29 Ekim’i “ … Türkiye devletinin öteden beri dünyaca bilinen, bilinmesi gereken niteliği, uluslararası belli adıyla adlandırıldı…”  diyerek müjdeleyen Büyük Atatürk’ün ulusuna emanet ettiği bu kutlu günün ardından, bugün bizlere düşen ödev;

-Engin bir yurt sevgisiyle, geleceğimizi müstevlilerin siyasi emelleri ile tevhit edebilecek iktidar sahiplerine karşı Bugünün dünyasında direniş hatlarını YENİDEN nasıl örebiliriz diye düşünmek olmalıdır;

-Cumhuriyeti geçmiş bir rüya, değerlerini ürkünç birer doğma olarak tarifleyip  izbe inlerinden fetva vermeyi sürdüren madrabazlara!..

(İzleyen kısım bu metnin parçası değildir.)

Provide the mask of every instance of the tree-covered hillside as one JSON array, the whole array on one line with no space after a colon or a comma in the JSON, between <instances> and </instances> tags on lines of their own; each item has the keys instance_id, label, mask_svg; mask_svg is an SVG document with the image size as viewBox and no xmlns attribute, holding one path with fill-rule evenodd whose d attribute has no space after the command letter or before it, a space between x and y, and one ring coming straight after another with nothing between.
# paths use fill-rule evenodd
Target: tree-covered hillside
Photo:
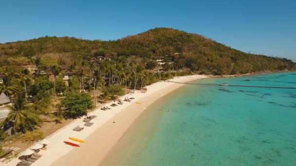
<instances>
[{"instance_id":1,"label":"tree-covered hillside","mask_svg":"<svg viewBox=\"0 0 296 166\"><path fill-rule=\"evenodd\" d=\"M2 60L12 56L30 58L53 54L75 59L103 56L114 59L134 55L147 62L165 57L165 62L170 62L171 69L186 67L214 74L296 68L295 63L285 58L246 53L202 35L165 28L116 41L45 36L0 44Z\"/></svg>"}]
</instances>

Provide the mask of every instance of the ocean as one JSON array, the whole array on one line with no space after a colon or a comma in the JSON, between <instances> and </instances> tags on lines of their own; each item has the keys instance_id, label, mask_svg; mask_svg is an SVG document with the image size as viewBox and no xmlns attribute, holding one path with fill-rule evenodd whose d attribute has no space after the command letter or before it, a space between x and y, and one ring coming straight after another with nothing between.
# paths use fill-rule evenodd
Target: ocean
<instances>
[{"instance_id":1,"label":"ocean","mask_svg":"<svg viewBox=\"0 0 296 166\"><path fill-rule=\"evenodd\" d=\"M295 87L296 73L194 83ZM296 89L184 86L150 105L101 165L296 166Z\"/></svg>"}]
</instances>

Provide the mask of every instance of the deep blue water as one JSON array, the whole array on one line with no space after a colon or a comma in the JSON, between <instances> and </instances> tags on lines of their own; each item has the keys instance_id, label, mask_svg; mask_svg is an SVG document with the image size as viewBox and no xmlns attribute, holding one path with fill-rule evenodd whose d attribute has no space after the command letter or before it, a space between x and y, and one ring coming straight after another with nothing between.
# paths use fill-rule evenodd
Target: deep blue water
<instances>
[{"instance_id":1,"label":"deep blue water","mask_svg":"<svg viewBox=\"0 0 296 166\"><path fill-rule=\"evenodd\" d=\"M296 86L296 73L196 82ZM296 166L296 89L184 86L150 106L110 154L103 166Z\"/></svg>"}]
</instances>

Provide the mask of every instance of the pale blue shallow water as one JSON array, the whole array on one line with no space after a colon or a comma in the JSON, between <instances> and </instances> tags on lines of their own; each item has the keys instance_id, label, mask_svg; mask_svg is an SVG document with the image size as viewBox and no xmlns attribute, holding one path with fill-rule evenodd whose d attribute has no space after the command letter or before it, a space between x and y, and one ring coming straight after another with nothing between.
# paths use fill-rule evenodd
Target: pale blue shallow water
<instances>
[{"instance_id":1,"label":"pale blue shallow water","mask_svg":"<svg viewBox=\"0 0 296 166\"><path fill-rule=\"evenodd\" d=\"M296 86L296 73L197 82ZM296 166L296 89L183 86L149 107L102 165Z\"/></svg>"}]
</instances>

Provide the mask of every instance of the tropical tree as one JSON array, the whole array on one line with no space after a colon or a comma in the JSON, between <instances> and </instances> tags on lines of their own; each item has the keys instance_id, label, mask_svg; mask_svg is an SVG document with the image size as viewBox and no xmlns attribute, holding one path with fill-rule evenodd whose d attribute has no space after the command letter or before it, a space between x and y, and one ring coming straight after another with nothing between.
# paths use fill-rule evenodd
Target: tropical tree
<instances>
[{"instance_id":1,"label":"tropical tree","mask_svg":"<svg viewBox=\"0 0 296 166\"><path fill-rule=\"evenodd\" d=\"M30 120L37 124L41 121L38 115L26 102L23 93L19 93L13 106L7 106L10 110L5 121L14 122L14 129L18 131L25 125L26 120Z\"/></svg>"},{"instance_id":2,"label":"tropical tree","mask_svg":"<svg viewBox=\"0 0 296 166\"><path fill-rule=\"evenodd\" d=\"M14 94L18 89L17 83L14 78L8 76L3 79L3 83L0 83L0 91L4 93L7 97Z\"/></svg>"},{"instance_id":3,"label":"tropical tree","mask_svg":"<svg viewBox=\"0 0 296 166\"><path fill-rule=\"evenodd\" d=\"M55 79L54 80L54 94L55 96L55 99L56 99L56 76L61 75L61 67L59 65L54 65L52 66L51 68L52 73L54 74L54 76L55 76Z\"/></svg>"},{"instance_id":4,"label":"tropical tree","mask_svg":"<svg viewBox=\"0 0 296 166\"><path fill-rule=\"evenodd\" d=\"M63 99L61 106L65 109L65 116L76 118L86 115L87 110L93 108L92 99L89 93L71 92Z\"/></svg>"},{"instance_id":5,"label":"tropical tree","mask_svg":"<svg viewBox=\"0 0 296 166\"><path fill-rule=\"evenodd\" d=\"M20 82L24 84L25 89L25 97L26 98L26 100L27 100L27 98L28 97L27 86L28 85L28 83L31 82L31 80L32 79L30 77L30 71L27 68L24 69L21 72Z\"/></svg>"}]
</instances>

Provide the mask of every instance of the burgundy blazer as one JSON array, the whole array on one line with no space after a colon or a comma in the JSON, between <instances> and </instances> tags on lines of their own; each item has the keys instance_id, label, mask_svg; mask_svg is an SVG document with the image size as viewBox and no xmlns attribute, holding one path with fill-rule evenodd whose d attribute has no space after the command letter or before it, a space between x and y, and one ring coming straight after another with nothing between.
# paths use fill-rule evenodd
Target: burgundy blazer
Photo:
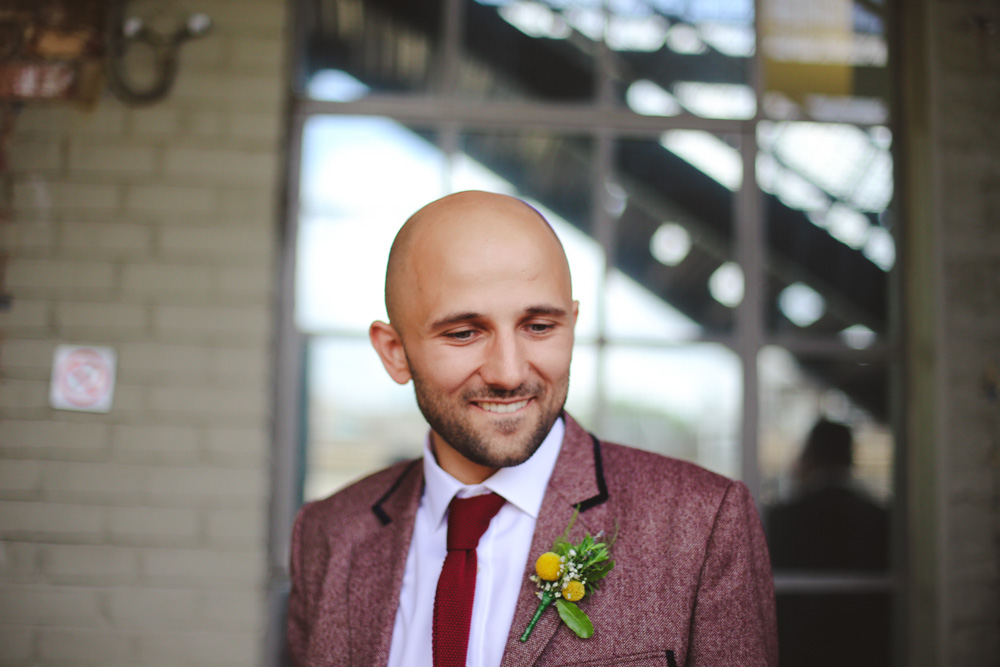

-Dünyanın en güçlü ordularına karşı… aç susuz, silahtan arındırılmış ama; tırnağını mermi, çatlamış nasırlı ellerini silah, açlığını göz kapaklarına kilit yaparak Vatan-Namus-Ahde Vefa naraları altında vatan savunmasına koşan Kuvvacıların kemiklerini sızlatan düzenbazlara!..

-Cumhuriyetin ulusa güven  olduğunu; ulusu eğitimle, bilimle, yurttaş olma bilinciyle kendi kaderini belirleme noktasında yüreklendiren yapısal devrimler içerdiğini göremeyen gafillere!..

-Cumhuriyetin olanaklarından yararlanıp, anlık ve dönemsel çıkarlar uğruna bölücü ve hilafet özlemcileriyle kol kola yürüyenlere ve bu özel günün arifesinde TBMM genel kurulundan;  Anayasanın Değiştirilemez, değişmesi dahi teklif edilemez hükmüne karşın Anayasanın ilk dört maddesinin, pekala değiştirilebileceğini üst üste iki kez vurgulayıp meydan okuyan ruhsal ve beyinsel engellilere Cumhuriyet sevdalılarının 94 yılın ardından yeniden seslenişidir;

“Eyyy Cumhuriyete ve Devrimlerine karşı çıkma gafleti içinde olan, unutma ki, Cumhuriyet olmasaydı, şimdi sen de olmazdın, olamazdın” sen ve senin gibilere karşın ”Türkiye Cumhuriyeti Ülkesi ve Milletiyle bölünmez bir bütündür.” Ve sonsuza değin var olacaktır.

Ve sen… olup bitenleri tarifsiz bir sessizlik içinde izleyen!

Türk istikbalinin evladı…

“İşte bu ahval ve şerait içinde dahi, vazifen; Türk istiklal ve Cumhuriyetini kurtarmaktır. Muhtaç olduğun kudret…”  insanlığın asırlardır biriktirdiği aklın ve bilimin ışığında; Cumhuriyeti kuranların asli hedef olarak işaret ettikleri, çağdaş medeniyetin bilgi hazinelerinde ve Cumhuriyet bilincinde mevcuttur.

Yaşasın Cumhuriyet…

Nerede yaşanıyor ve yaşatılıyorsa Kutlu Olsun.